For decades, Cuba has subsisted on allowances from the Soviet Union and, later, Venezueala. Those regimes are either dead or dead broke, which is one of the reasons why the Castros have allowed an increase in private-sector economic activity. As Flake and Milton Friedman suggest, that’s a genie that doesn’t go easily back into the bottle, especially if as many as a third of the Cuban workforce is now in the private sector. With money comes an appetite for more freedom in how to spend it (and how to earn it).
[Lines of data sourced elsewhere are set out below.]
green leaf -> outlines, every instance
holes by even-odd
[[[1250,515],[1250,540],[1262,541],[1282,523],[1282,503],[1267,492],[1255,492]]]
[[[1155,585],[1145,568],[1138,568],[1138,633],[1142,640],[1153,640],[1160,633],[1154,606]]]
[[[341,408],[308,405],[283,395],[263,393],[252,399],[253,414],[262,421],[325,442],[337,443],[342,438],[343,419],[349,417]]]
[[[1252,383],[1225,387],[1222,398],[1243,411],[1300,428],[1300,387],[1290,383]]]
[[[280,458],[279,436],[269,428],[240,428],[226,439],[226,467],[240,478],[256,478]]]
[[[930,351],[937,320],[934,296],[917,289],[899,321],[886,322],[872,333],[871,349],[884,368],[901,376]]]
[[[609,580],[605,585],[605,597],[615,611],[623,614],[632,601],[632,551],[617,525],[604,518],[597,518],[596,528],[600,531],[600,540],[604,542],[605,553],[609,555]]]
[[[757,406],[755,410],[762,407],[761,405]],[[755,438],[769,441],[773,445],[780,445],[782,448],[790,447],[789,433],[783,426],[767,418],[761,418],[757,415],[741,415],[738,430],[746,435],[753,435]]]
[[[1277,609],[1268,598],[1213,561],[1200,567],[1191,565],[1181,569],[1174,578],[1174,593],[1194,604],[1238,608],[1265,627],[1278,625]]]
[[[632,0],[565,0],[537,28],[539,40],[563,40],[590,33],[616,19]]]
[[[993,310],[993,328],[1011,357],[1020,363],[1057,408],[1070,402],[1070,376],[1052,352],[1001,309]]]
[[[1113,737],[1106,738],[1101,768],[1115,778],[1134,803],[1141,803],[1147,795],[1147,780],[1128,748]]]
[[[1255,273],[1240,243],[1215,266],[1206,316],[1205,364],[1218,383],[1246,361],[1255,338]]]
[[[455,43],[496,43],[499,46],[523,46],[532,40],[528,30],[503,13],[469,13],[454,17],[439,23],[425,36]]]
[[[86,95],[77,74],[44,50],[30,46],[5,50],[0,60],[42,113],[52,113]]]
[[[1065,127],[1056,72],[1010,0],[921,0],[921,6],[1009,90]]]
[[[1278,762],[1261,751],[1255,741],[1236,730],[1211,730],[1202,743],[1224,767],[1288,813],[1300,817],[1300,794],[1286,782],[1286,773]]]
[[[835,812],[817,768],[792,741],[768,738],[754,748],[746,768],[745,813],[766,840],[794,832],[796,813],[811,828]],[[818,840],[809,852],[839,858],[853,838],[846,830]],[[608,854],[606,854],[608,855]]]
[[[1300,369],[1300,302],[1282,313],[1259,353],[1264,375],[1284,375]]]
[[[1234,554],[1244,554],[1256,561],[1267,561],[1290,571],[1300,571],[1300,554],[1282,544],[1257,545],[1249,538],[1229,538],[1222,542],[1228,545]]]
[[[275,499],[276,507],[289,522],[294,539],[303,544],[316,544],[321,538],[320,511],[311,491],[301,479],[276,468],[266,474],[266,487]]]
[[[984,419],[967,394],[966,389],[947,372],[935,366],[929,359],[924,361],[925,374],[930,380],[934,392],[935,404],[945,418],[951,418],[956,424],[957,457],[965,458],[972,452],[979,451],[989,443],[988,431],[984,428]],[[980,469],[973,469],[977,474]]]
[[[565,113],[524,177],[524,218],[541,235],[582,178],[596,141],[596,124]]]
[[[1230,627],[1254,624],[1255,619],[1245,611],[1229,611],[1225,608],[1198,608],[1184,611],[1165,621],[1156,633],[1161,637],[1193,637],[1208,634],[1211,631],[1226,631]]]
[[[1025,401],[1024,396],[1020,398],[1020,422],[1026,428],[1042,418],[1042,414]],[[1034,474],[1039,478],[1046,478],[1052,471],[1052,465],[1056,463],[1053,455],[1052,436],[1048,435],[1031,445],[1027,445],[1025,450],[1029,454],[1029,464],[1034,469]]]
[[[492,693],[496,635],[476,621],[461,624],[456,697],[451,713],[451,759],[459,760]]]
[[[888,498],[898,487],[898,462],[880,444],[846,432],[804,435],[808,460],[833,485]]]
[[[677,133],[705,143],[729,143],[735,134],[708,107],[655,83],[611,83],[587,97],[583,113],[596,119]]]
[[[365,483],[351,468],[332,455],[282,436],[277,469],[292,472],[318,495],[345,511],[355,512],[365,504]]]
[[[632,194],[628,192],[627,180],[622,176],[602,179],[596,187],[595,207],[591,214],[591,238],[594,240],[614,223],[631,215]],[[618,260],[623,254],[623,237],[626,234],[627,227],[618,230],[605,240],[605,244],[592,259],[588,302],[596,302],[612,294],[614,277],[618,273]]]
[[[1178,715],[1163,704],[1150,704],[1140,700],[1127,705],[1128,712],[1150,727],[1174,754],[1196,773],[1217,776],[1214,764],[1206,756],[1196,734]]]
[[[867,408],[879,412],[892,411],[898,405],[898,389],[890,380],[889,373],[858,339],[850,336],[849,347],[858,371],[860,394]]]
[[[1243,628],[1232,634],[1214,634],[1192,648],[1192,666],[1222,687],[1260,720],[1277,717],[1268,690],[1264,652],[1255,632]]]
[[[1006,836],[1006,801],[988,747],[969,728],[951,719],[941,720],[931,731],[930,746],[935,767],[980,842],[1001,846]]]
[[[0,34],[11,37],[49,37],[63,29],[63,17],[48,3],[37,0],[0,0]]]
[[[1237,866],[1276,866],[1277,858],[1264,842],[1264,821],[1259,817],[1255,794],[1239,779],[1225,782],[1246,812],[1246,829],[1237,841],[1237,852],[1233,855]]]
Certainly Flake’s right that U.S. Cold War policy toward Cuba has failed spectacularly to bring down the Castro regime and he’s boldly crossed party lines to praise President Obama for lifting all sorts of restrictions on American citizens (the trade embargo must be changed by Congress). There will still be problems, of course, and it’s hardly heartening that the Cuban government arrested a bunch of peaceful protestors just hours before Obama landed yesterday. But change doesn’t happen by simply doing the same thing over and over again and hoping for a different outcome. With Obama’s trip to Cuba, there is at least some chance that the island nation will become not just more prosperous but more free too.